Snakes on a Plane

OK, nobody was expecting this near-disaster area of a movie to actually be any good — but at least it doesn’t even pretend to be any good. Snakes on a Plane is cheerfully shitty, from the barely-diegetic sex scene that shoves some tits onto the screen to the cheap frights when phony-looking CG snakes explode toward the camera lens. (Why didn’t New Line shell out for an Imax 3D version of this one?) The biggest liability may be the tension you can sense between the humble B-movie that was made when New Line wanted a PG-13 trifle, and the significantly cockier picture that was patched together in reshoots after the unprecedented Internet buzz encouraged the studio to forge ahead with an old-fashioned R-rated creature feature. Since most of the really gruesome material takes place in the digital realm, it’s easy to imagine how the bulk of the film’s graphic violence could be dialed up in the post process. But the film has the feel of a disjointed mix-and-match mess. Because that won’t matter to anyone but pointy-headed critics, New Line was quite right to refuse screenings of this to the press. Besides, it’s fun to see a more-or-less completely unknown quantity with a noisy crowd on opening night.


Director David R. Ellis is a former stuntman, and while he doesn’t seem to have any special talent for direction (much of the action here is borderline incoherent), on the evidence of this and Final Destination 2 he does have a mean streak a mile wide. Don’t get me wrong — that can be an asset in a horror movie. The best bits of Snakes on a Plane are the brutish snakebite moments, whether they’re cut together haphazardly for shock value or staged with loving precision. Someone gets it in the tit, someone else gets it in the crotch or the ass or the eye socket. One weird, iconic shot involving a giant boa having its way with an obnoxious victim is truly creepy — composed almost as portraiture, it’s the one image in the film that approaches real horror.

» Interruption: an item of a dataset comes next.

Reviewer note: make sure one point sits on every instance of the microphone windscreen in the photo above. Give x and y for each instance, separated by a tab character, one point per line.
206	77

Otherwise, there’s not much for the thinking viewer — which Snakes on a Plane tries its best to render obsolete — to latch onto. If you really search for some content being smuggled on this genre train, I suppose you could consider the whole thing a parody of the fear of flying in a post-9/11 world — a point that’s made apparent only in the music video that plays alongside the end credits, where a passenger smuggles suitcases of snakes past security by flashing booby at the guy running the X-ray machine. (Also, first-class passengers are forced to mingle with those flying coach — a potentially funny idea that goes nowhere once all hell breaks loose.) Maybe I’m just getting old, but it bugs me that there’s still this perceived equivalence between fun movies and dumb ones. Unhinged genre pictures can be great fun and still have something significant on their minds. When it comes down to it, I’d much rather see Snake Plissken on a plane.

Anyway, the tongue-in-cheek ad campaign lowered the bar so dramatically that Snakes on a Plane comes off as a cheer-worthy triumph largely on the virtue of never being boring. (It would be lost, though, without Samuel Jackson’s presence.) I can’t decide if the remarkable connection forged between the filmmakers and their eventual audience (Jackson’s signature line of dialogue, “I have had it with these motherfucking snakes on this motherfucking plane” was spliced into the picture after it became a kind of Internet meme) is encouraging or depressing. Certainly seeing this thing with an enthusiastic crowd — a guy dressed as Batman holding court in the theater lobby, eating a cheeseburger; one dude in a T-shirt reading “Plane” carrying another dude in a T-shirt reading “Snakes” on his shoulders — was a blessedly goofy experience, bringing back my own memories of being a teenager and college student in the 1980s, when event movies really were events (largely because they didn’t show up on DVD three months later) and you lined up for hours just to make sure you could get a ticket to see the movie on opening night on the biggest screen within a 100-mile drive. Of course, we had Indiana Jones. Our counterparts today have, well, Snakes on a Plane. And acres of ironic distance between their own heads and what’s going on up on screen.

Tomatometer rating: 81% and climbing.

2 Replies to “Snakes on a Plane”

  1. Hold on there — have you seen the movie? Maybe half of the snakes that appear on screen are real. The ones that are doing the interesting stuff (also the ones that get anywhere near the lead actors) are fake, fake, fake.